Scientific arguments for the reality of AGW do exist, as exemplified by the IPCC's Fourth Assessment Report. However, most of what passes for argument against carbon dioxide emission in the public sphere is much more a religious or political stand than an assertion of science, especially when Albert Gore, and others, proclaim that the science is "settled," debate should stop, and bold action needs to be taken. This is to be expected, as Mr. Gore comes from the political world where debate is decided by voting, and the purpose of voting is to silence debate. Scientific debate is never decided by voting. It is decided by demonstrating that your theory succeeds where others fail. Even then the debate is not silenced. It is only a provisional truth, susceptible to revision or replacement by something better. Scientists, or anyone with a duty to the truth, do not defend their theories by condemning those who raise questions as counter-revolutionaries.
The debate has taken on a new significance and urgency, because just as the governments of the world seem to be on the verge of capitulating to the global anti-carbon jihad, the world is cooling and the Sun is going through a lull in sunspot activity that is unprecedented in modern times. The current solar cycle's long slide to an ever-lower minimum resembles nothing more than the end of Solar Cycle 4, which led into the Dalton Minimum, a period of cooler temperatures punctuated by the disastrous "Year Without Summer" in 1816, following the eruption of Tambora. Several blogs have taken up the discussion of the controversy. I highly recommend ScienceBits by Israeli physicist, Nir J. Shaviv.
The popular science press has noted the recent drop in sunspot activity, and occasionally connected it to past solar minima and the associated cooling periods. Some have even raised the question of whether the decrease in the sun's activity will "offset" global warming, as if the overall increase in solar activity from 1850 to 2001 were a completely separate phenomenon.

One criticism of the IPCC's model it that it is unstable, being so sensitive to fluctuations in temperature that past CO2 fluctuations would have "run away" in a positive feedback loop many thousands of years ago, which is obviously not seen in the record. Another criticism is one that the IPCC itself calls the largest uncertainty in their model, which is the potential negative feedback effects of low clouds.


Arnold Wolfendale of Durham University was recently quoted under the headline "Natural causes" not responsible for global warming, as stating that solar variation could not be responsible for more than 14% of the warming seen since 1956. As can bee seen in some of the attached figures, there is mischief in the choice of 1956 as the baseline, which was one year before the modern solar maximum's crescendo. 1956, 1957, 1958, and 1959 were the 12th, 1st, 2nd and 3rd most active solar years in the last 260 years of records.
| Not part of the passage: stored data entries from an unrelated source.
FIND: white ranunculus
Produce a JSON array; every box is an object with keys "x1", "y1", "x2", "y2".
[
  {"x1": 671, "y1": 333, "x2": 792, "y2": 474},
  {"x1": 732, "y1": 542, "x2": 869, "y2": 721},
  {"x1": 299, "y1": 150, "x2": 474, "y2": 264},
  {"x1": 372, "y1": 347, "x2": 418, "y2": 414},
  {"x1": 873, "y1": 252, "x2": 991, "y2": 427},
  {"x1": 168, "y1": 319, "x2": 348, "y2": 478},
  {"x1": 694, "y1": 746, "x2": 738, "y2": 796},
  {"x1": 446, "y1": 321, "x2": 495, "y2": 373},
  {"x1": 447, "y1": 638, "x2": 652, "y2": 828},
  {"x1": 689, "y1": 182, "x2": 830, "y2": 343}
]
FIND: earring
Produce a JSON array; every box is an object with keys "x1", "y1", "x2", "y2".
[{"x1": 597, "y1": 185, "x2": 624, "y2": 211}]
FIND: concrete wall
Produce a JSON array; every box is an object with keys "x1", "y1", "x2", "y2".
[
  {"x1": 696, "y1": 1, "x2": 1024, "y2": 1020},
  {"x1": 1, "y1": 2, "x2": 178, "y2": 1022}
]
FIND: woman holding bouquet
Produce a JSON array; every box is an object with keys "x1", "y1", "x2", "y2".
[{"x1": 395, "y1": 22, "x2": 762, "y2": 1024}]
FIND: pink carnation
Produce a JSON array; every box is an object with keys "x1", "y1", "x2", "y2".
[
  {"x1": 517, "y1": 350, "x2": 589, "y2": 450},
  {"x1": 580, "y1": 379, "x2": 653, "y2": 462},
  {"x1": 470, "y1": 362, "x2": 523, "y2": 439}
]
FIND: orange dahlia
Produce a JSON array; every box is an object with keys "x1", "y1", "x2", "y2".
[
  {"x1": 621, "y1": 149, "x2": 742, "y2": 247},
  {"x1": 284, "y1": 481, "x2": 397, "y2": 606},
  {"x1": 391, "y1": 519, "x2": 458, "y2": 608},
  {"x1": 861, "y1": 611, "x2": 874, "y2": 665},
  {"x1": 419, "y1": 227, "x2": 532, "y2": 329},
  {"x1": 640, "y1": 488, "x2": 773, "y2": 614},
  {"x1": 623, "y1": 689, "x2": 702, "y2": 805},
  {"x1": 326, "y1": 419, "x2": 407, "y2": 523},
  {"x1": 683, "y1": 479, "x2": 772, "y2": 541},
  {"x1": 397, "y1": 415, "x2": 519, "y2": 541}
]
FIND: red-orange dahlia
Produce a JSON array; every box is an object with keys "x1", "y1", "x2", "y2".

It is a little like saying that New Orleans is not sinking, because the average water level has not risen when compared to the peak of Hurricane Katrina.
The view of the man-made global warming skeptics, which appears sensible, is that the climate is less sensitive, and more stable than the IPCC models, and that this stability is manifest in the historical record, which includes periods that are both much warmer and much colder, and with much more CO2 than today. However, this relative stability can still be powerfully influenced by solar modulation of cosmic-ray seeded cloud formation.
The cruel joke that Nature appears to have played on climate scientists is that the Sun has been in a period of very high activity that rose from the Dalton minimum in the 1800s to a great crescendo in 1957, and has only recently started to subside. That this rising solar activity almost exactly parallels the Industrial Revolution and the increasing burning of fossil fuels has probably led many people astray in ascribing cause and effect. It is looking more and more like the sun is the driver, carbon dioxide is mostly just an effect of warming oceans (as warm soda goes flat), and anthropogenic global warming will join cold fusion and Lysenkoism on the ash heap of scientific history.
Now that we are in a period of very unusual solar quiet, the solar wind is at its lowest recorded level, and cosmic ray flux is at its highest. This not only has significance for climate, but also space exploration, as manned missions outside the Earth's protective magnetic field will be exposed to radiation from galactic cosmic rays at an all-time high, as will electronic components which can not be effectively shielded from these super-high energy particles.
I expect the coming decade will sort out who is right about climate, especially if the Sun persists in its current quiet ways. I hope our politicians don't cripple the global economy further in the name of reducing the output carbon dioxide, which is not a pollutant, and only weakly influential on climate. Although it is less than 0.05% of the atmosphere, carbon dioxide is a most precious resource. Every bit of carbon in our bodies was once CO2 in the atmosphere which nourished a plant, and then eventually us.